Le système capitaliste de domination se présente, lui-même, comme le seul modèle d’organisation sociale possible et obtient des dominés un « consentement par défaut » plutôt qu’une adhésion réfléchie. Contribuent à ce phénomène deux dispositifs de production symbolique – les média d’information et l’École. L’idéologie dominante s’est réfugiée dans un fatras de lieux communs de philosophie sociale et de « sciences humaines » distillé quotidiennement au grand public par l’ensemble des média. L École, elle-même, naguère « libératrice », est devenue aujourd’hui « conservatrice », « tant son souci, explicitement partagé par les familles et le corps enseignant, est “d’adapter” aussi étroitement que possible les jeunes à l’ordre existant ». La sociologie critique d’inspiration bourdieusienne éclaire la nature et les modalités de ce consensus en articulant dialectiquement les deux formes du social, « le dehors et le dedans ». Contrairement à l’évidence, le monde capitaliste ne se réduit pas à une donnée objective, le monde qui nous entoure. Il est aussi, et à certains égards surtout, notre monde intérieur. Dès lors, se battre contre le système capitaliste c’est aussi, en quelque manière, se battre contre une part de soi-même, « contre le petit-bourgeois opportuniste qui sommeille en chacun, prêt à s’éveiller à l’appel des sirènes ». Il est vain d’appeler à lutter contre un système de structures objectives de domination si l’on n’a pas compris que ces structures sont aussi indissociablement des structures incorporées, les structures de personnalité que notre mode de vie nous a inculquées depuis l’enfance. Par un travail de réappropriation de soi-même ou « socioanalyse », Alain Accardo met à jour « l’inconscient social » qui conditionne notre adhésion spontanée à l’ordre établi. L’activité scolaire-universitaire, par exemple, montre par quelles médiations complexes, souvent inaperçues des intéressés, la logique de la domination sociale peut s’introduire dans des pratiques.

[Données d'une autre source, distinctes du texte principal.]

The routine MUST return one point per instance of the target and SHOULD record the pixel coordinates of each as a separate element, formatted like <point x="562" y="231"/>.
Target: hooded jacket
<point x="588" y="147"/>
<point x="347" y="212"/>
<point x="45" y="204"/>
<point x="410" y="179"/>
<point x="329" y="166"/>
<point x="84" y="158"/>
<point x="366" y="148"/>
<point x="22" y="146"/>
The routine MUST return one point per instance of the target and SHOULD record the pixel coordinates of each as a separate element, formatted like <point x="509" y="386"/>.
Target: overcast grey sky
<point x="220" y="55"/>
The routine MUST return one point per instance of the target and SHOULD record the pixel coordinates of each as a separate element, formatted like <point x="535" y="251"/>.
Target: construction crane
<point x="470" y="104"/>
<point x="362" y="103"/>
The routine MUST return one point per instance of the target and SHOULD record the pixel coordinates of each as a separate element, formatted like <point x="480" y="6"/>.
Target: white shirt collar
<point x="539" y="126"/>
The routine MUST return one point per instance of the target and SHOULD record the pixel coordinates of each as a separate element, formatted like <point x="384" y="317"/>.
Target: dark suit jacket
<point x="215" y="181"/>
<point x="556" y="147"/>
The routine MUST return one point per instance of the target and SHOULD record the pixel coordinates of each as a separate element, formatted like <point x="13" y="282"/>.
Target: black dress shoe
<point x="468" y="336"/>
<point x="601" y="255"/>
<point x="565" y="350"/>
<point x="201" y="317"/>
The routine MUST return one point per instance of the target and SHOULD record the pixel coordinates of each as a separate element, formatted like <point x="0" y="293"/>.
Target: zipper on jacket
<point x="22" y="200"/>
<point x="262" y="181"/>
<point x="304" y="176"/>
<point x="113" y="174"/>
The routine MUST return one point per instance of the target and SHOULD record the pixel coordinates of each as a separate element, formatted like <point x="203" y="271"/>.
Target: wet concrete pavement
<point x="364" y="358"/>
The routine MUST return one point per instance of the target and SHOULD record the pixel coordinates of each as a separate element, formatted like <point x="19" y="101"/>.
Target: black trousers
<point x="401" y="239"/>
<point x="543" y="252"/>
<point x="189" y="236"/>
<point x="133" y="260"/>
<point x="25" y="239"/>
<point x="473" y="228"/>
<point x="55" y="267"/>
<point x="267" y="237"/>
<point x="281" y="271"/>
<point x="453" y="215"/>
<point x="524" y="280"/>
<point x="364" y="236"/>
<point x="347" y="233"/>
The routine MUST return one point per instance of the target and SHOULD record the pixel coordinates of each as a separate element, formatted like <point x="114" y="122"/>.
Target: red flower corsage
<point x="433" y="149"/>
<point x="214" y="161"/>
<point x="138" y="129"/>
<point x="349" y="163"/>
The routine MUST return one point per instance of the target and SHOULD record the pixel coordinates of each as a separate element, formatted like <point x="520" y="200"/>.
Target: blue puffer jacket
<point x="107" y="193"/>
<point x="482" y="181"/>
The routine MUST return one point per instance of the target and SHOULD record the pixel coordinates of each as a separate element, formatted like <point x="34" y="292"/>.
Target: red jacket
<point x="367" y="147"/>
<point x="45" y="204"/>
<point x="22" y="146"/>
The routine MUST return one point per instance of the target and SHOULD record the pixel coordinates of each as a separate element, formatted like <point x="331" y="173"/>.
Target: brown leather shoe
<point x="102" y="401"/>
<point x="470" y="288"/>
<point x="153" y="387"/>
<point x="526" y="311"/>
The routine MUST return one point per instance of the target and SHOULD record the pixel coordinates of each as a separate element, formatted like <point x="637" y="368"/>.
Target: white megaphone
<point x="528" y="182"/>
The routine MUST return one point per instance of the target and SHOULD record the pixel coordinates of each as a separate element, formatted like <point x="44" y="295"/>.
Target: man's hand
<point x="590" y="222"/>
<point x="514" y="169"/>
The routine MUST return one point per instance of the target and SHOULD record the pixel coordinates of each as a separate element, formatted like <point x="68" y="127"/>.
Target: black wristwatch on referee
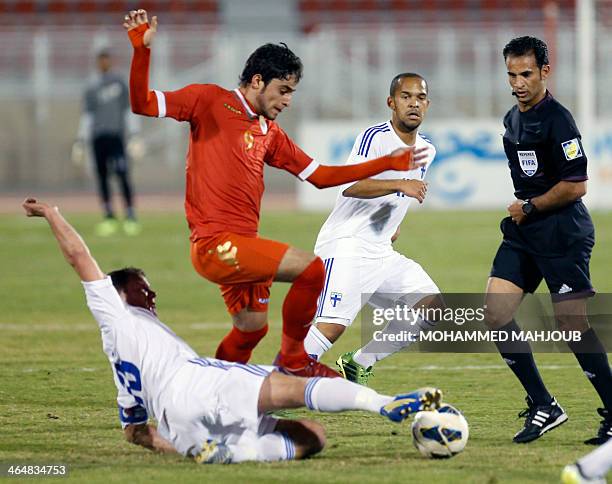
<point x="528" y="208"/>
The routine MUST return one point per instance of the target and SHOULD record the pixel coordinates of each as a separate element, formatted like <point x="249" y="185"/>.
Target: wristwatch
<point x="528" y="208"/>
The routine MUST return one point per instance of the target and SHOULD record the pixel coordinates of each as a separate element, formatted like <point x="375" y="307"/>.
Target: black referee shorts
<point x="566" y="273"/>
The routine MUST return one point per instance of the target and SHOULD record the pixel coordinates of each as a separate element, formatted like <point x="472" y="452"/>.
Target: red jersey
<point x="228" y="147"/>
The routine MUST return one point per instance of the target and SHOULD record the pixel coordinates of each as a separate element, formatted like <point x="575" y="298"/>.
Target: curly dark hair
<point x="397" y="80"/>
<point x="527" y="45"/>
<point x="121" y="277"/>
<point x="272" y="61"/>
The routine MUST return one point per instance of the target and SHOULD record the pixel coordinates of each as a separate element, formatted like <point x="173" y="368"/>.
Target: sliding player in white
<point x="356" y="240"/>
<point x="210" y="410"/>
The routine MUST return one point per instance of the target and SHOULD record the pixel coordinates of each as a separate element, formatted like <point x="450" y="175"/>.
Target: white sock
<point x="375" y="351"/>
<point x="597" y="463"/>
<point x="339" y="395"/>
<point x="269" y="447"/>
<point x="316" y="343"/>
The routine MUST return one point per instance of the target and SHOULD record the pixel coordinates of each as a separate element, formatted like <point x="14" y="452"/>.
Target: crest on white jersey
<point x="528" y="161"/>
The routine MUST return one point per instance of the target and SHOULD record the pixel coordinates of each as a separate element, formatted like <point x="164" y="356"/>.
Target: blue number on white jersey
<point x="129" y="376"/>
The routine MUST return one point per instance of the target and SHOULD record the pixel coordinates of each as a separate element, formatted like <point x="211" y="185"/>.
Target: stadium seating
<point x="315" y="13"/>
<point x="63" y="12"/>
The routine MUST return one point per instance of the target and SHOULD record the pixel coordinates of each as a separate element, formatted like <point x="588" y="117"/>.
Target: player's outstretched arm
<point x="374" y="188"/>
<point x="147" y="436"/>
<point x="403" y="159"/>
<point x="73" y="247"/>
<point x="141" y="35"/>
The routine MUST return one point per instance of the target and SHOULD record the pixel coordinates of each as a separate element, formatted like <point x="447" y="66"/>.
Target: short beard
<point x="404" y="128"/>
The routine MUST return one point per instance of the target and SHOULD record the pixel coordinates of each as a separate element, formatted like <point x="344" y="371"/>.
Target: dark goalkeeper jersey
<point x="544" y="147"/>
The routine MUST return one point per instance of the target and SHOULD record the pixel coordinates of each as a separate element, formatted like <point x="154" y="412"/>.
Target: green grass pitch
<point x="57" y="394"/>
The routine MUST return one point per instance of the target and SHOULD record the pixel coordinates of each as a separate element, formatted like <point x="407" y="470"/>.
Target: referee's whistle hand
<point x="515" y="209"/>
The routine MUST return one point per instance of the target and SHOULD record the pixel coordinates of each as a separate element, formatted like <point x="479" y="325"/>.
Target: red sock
<point x="238" y="345"/>
<point x="299" y="308"/>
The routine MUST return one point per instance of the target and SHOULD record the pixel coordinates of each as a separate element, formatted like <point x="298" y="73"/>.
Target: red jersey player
<point x="233" y="134"/>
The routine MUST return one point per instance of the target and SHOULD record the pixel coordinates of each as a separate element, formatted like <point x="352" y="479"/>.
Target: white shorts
<point x="351" y="282"/>
<point x="214" y="399"/>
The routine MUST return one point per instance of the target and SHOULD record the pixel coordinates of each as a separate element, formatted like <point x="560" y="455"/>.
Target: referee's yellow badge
<point x="571" y="149"/>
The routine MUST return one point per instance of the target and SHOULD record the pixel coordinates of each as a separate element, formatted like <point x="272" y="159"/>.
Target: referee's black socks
<point x="593" y="360"/>
<point x="518" y="356"/>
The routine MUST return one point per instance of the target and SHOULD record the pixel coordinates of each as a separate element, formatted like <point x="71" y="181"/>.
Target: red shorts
<point x="244" y="268"/>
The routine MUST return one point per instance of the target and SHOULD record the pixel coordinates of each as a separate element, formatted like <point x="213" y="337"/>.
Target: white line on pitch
<point x="465" y="367"/>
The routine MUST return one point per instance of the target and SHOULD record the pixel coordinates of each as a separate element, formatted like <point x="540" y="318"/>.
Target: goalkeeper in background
<point x="105" y="120"/>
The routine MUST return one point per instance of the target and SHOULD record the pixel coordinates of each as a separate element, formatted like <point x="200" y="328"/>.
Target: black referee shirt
<point x="543" y="147"/>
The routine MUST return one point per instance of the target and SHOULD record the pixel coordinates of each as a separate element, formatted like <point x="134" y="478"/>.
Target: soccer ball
<point x="440" y="433"/>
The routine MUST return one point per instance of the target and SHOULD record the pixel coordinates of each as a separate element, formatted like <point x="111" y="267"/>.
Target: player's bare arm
<point x="403" y="159"/>
<point x="560" y="195"/>
<point x="141" y="34"/>
<point x="72" y="245"/>
<point x="147" y="436"/>
<point x="373" y="188"/>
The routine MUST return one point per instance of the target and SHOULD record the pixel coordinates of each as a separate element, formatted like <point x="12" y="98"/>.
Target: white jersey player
<point x="210" y="410"/>
<point x="356" y="239"/>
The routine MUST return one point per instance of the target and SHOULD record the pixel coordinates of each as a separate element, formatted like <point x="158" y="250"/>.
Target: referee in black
<point x="548" y="235"/>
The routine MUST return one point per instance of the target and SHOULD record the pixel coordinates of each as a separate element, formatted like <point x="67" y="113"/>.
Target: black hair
<point x="527" y="45"/>
<point x="272" y="61"/>
<point x="121" y="277"/>
<point x="397" y="80"/>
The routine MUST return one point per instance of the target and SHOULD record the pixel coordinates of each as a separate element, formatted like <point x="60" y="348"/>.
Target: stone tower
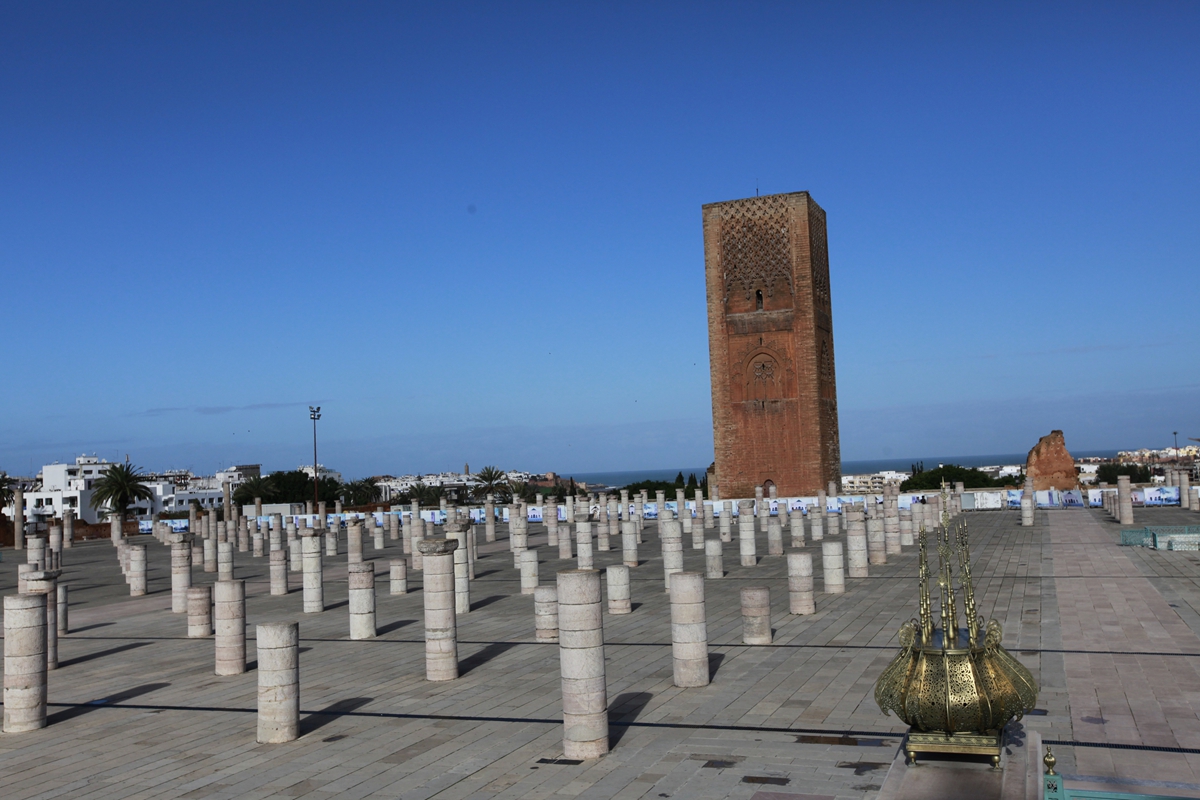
<point x="771" y="346"/>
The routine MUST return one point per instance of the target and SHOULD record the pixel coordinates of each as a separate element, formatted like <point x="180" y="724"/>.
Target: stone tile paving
<point x="137" y="711"/>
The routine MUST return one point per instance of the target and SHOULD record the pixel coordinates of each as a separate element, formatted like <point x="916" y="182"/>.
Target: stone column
<point x="583" y="541"/>
<point x="229" y="613"/>
<point x="225" y="560"/>
<point x="774" y="537"/>
<point x="61" y="596"/>
<point x="528" y="571"/>
<point x="714" y="560"/>
<point x="618" y="590"/>
<point x="24" y="662"/>
<point x="180" y="571"/>
<point x="137" y="570"/>
<point x="361" y="587"/>
<point x="629" y="542"/>
<point x="545" y="613"/>
<point x="313" y="577"/>
<point x="906" y="528"/>
<point x="279" y="683"/>
<point x="1125" y="499"/>
<point x="199" y="612"/>
<point x="18" y="522"/>
<point x="441" y="629"/>
<point x="755" y="615"/>
<point x="799" y="583"/>
<point x="354" y="543"/>
<point x="745" y="533"/>
<point x="856" y="554"/>
<point x="876" y="542"/>
<point x="581" y="660"/>
<point x="397" y="575"/>
<point x="796" y="523"/>
<point x="689" y="630"/>
<point x="46" y="583"/>
<point x="279" y="570"/>
<point x="832" y="567"/>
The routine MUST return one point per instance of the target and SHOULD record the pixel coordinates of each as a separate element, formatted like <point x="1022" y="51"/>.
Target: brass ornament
<point x="957" y="687"/>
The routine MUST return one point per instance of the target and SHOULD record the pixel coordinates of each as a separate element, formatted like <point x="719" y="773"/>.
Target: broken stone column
<point x="545" y="613"/>
<point x="799" y="583"/>
<point x="672" y="549"/>
<point x="774" y="537"/>
<point x="279" y="681"/>
<point x="180" y="571"/>
<point x="876" y="541"/>
<point x="629" y="542"/>
<point x="24" y="662"/>
<point x="279" y="570"/>
<point x="689" y="630"/>
<point x="313" y="577"/>
<point x="137" y="570"/>
<point x="583" y="540"/>
<point x="528" y="571"/>
<point x="225" y="560"/>
<point x="61" y="596"/>
<point x="441" y="629"/>
<point x="1125" y="499"/>
<point x="581" y="661"/>
<point x="745" y="533"/>
<point x="360" y="578"/>
<point x="229" y="619"/>
<point x="906" y="523"/>
<point x="796" y="523"/>
<point x="46" y="583"/>
<point x="618" y="590"/>
<point x="856" y="554"/>
<point x="833" y="569"/>
<point x="714" y="560"/>
<point x="199" y="612"/>
<point x="397" y="573"/>
<point x="725" y="522"/>
<point x="755" y="615"/>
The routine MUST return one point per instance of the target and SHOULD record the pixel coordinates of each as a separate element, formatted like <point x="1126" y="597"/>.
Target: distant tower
<point x="771" y="346"/>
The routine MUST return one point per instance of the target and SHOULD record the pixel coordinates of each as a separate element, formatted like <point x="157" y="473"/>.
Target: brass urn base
<point x="965" y="744"/>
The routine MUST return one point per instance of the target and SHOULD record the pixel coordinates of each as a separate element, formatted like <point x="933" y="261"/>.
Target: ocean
<point x="847" y="467"/>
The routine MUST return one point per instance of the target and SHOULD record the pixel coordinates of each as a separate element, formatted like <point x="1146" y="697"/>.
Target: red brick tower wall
<point x="771" y="346"/>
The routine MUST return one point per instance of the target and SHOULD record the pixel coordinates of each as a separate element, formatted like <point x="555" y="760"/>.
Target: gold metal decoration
<point x="957" y="687"/>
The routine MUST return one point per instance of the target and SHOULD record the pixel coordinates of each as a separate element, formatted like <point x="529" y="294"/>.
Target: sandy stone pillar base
<point x="689" y="631"/>
<point x="279" y="683"/>
<point x="581" y="661"/>
<point x="361" y="588"/>
<point x="229" y="613"/>
<point x="799" y="583"/>
<point x="755" y="615"/>
<point x="618" y="589"/>
<point x="199" y="612"/>
<point x="441" y="629"/>
<point x="24" y="662"/>
<point x="833" y="569"/>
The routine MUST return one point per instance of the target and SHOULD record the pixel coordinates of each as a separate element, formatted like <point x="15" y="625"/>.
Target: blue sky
<point x="472" y="233"/>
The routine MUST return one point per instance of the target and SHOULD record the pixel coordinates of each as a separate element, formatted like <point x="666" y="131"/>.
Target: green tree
<point x="491" y="481"/>
<point x="1108" y="473"/>
<point x="255" y="487"/>
<point x="119" y="487"/>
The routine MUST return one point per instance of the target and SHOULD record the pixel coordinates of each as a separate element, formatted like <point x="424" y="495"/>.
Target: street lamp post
<point x="315" y="414"/>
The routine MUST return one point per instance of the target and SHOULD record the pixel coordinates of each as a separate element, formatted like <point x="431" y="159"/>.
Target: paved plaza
<point x="136" y="709"/>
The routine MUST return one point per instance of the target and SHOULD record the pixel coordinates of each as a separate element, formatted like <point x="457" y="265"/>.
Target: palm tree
<point x="119" y="487"/>
<point x="491" y="481"/>
<point x="255" y="487"/>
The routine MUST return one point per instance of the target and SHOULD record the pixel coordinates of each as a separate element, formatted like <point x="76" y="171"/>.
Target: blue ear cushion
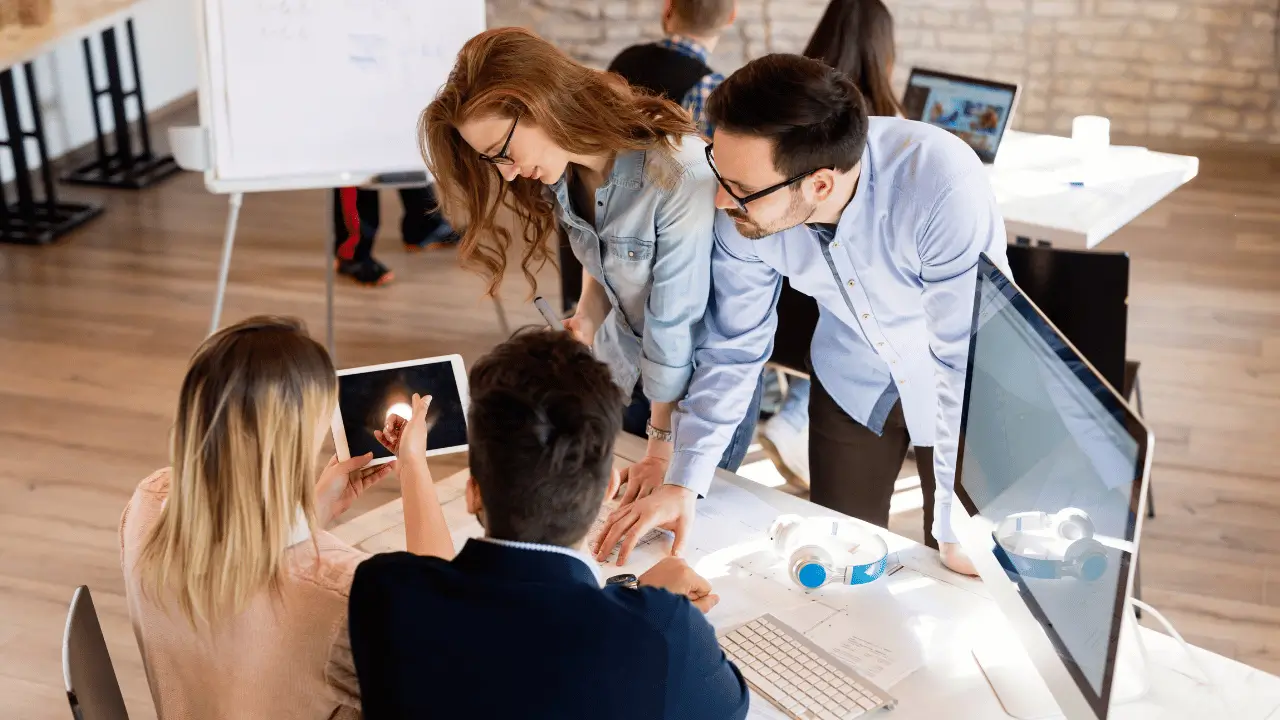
<point x="812" y="575"/>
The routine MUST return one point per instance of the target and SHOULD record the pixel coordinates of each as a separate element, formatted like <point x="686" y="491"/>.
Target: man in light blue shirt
<point x="881" y="220"/>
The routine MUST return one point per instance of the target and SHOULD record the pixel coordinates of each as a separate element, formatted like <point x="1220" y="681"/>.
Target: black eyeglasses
<point x="741" y="201"/>
<point x="501" y="158"/>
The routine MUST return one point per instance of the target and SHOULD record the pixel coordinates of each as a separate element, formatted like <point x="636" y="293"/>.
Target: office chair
<point x="91" y="686"/>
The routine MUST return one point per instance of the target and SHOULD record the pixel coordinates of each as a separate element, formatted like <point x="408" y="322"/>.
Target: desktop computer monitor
<point x="976" y="110"/>
<point x="1051" y="477"/>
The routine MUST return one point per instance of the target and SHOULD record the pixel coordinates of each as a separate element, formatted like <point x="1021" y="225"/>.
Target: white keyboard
<point x="800" y="678"/>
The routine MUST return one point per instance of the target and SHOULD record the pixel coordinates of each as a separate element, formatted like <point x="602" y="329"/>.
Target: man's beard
<point x="796" y="215"/>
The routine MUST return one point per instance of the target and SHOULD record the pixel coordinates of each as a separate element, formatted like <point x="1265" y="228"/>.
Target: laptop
<point x="973" y="109"/>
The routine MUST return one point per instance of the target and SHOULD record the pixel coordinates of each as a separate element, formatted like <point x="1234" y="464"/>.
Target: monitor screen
<point x="976" y="110"/>
<point x="366" y="397"/>
<point x="1052" y="461"/>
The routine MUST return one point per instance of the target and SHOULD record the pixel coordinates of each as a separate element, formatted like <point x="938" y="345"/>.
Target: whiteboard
<point x="302" y="94"/>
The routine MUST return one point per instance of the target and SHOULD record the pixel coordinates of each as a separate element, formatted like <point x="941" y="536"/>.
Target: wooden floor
<point x="95" y="333"/>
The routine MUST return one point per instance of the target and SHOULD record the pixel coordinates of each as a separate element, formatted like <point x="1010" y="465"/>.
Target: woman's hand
<point x="341" y="483"/>
<point x="410" y="436"/>
<point x="391" y="433"/>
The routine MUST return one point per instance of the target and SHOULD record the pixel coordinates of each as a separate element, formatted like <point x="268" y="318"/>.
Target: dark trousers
<point x="636" y="417"/>
<point x="421" y="219"/>
<point x="853" y="470"/>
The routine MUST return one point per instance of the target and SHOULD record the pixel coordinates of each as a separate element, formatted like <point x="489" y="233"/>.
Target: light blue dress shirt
<point x="895" y="291"/>
<point x="652" y="255"/>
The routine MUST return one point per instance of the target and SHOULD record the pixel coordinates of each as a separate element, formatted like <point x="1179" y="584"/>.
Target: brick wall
<point x="1202" y="69"/>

Cet ouvrage, pour sa 3ème édition, n’a rien perdu de son actualité, tant le prétendu « nouveau monde » ressemble tellement à l’ancien. L’auteur, professeur honoraire de sociologie à l’Université Bordeaux-Montaigne, auteur de nombreux ouvrages dont une Introduction à une sociologie critique. Lire Pierre Bourdieu, tient une chronique dans La Décroissance.
Alain Accardo, Le petit-bourgeois gentilhomme. Sur les prétentions hégémoniques des classes moyennes, Agone (coll. éléments), 2020, 155 p., 8 €.